We performed bacteriological examinations and clinical observations on 100 patients with otitis media with effusion in whom there was accumulation of middle ear fluid. We also conducted experiments on rabbits, in which stenosis of the pharyngeal orifice of the eustachian tube was induced mechanically to simultate the pathological condition found in otitis media with effusion. Bacteriological examinatons were made and the histological changes in the mucosal epithelium of the middle ear observed in 50 animals.
The results can be summarized as follows:
1. Bacteria were detected in the accumulated fluid in 48 of 100 patients (48%) with otitis media with effusion.
2. The bacteria found in the middle ear fluid tended to correspond to the epipharyngeal bacteria in those patients with otitis media with effusion who had histories of recent acute infection.
3. Bacteria were detected in the middle ear fluid in adults with otitis media with effusion, as in children. Anaerobes were detected in 3 of 5 adults.
4. The rate of detection of bacteria was lower in patients with retraction of the tympanic membrane at the pars tensa and pars flaccida than in patients with retraction at the pars tensa only. The former condition was believed to be a more advanced state than the later.
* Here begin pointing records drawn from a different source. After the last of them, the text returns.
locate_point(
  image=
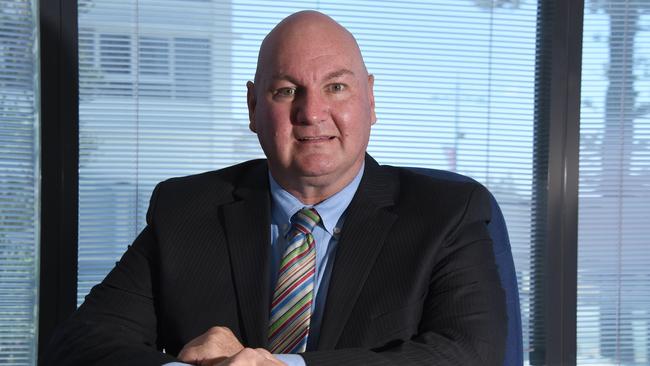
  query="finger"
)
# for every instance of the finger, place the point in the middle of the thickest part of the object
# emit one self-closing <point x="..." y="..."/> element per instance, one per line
<point x="265" y="352"/>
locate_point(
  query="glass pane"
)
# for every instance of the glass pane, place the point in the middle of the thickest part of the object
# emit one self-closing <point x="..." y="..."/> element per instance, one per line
<point x="454" y="90"/>
<point x="614" y="216"/>
<point x="18" y="183"/>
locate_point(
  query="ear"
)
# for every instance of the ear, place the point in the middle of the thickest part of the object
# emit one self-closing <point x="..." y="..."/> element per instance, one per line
<point x="371" y="98"/>
<point x="251" y="101"/>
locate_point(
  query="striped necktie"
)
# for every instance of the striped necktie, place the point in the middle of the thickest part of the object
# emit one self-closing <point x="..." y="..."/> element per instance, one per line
<point x="293" y="295"/>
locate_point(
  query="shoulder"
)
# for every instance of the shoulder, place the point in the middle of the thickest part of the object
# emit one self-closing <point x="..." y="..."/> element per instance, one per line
<point x="426" y="191"/>
<point x="209" y="187"/>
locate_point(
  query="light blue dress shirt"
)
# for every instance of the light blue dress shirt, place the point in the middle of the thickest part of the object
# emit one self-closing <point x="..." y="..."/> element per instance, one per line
<point x="326" y="235"/>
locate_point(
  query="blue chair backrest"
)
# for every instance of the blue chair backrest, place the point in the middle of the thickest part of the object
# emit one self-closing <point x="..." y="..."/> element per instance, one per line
<point x="499" y="233"/>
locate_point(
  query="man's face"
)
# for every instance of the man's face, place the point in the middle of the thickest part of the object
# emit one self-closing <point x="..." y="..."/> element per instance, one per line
<point x="312" y="108"/>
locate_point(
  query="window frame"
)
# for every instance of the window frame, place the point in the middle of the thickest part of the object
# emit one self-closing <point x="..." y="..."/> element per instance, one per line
<point x="557" y="114"/>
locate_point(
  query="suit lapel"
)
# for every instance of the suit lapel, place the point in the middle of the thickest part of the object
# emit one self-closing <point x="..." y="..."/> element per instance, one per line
<point x="247" y="222"/>
<point x="366" y="226"/>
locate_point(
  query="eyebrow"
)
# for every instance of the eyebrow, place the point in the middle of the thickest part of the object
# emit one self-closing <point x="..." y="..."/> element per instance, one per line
<point x="331" y="75"/>
<point x="338" y="73"/>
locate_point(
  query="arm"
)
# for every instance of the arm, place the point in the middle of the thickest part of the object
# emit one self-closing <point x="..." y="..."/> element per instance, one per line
<point x="463" y="320"/>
5. Of the patients with otitis media with effusion, 66% had associated chronic sinusitis.
6. There were no differences in the rate of detection bacteria according to the properties, viscosity, or serosity of the middle ear fluid.
7. In aimal experiments with rabbits, the bacteria detected in the middle ear fluid tended to corresond to those found in the epipharynx for up to 30 days after treatment.
8. In regard to the changes in the mucosal epithelium in the middle ear in rabbits, the squamous epithelium changed to cuboidal epithelium, became ciliated, and changed to columnar epithelium with the passage of time.
The above findings suggested that in otitis media with effusion, inflammation spreads to the middle ear cavity from such conditions as upper airway infections.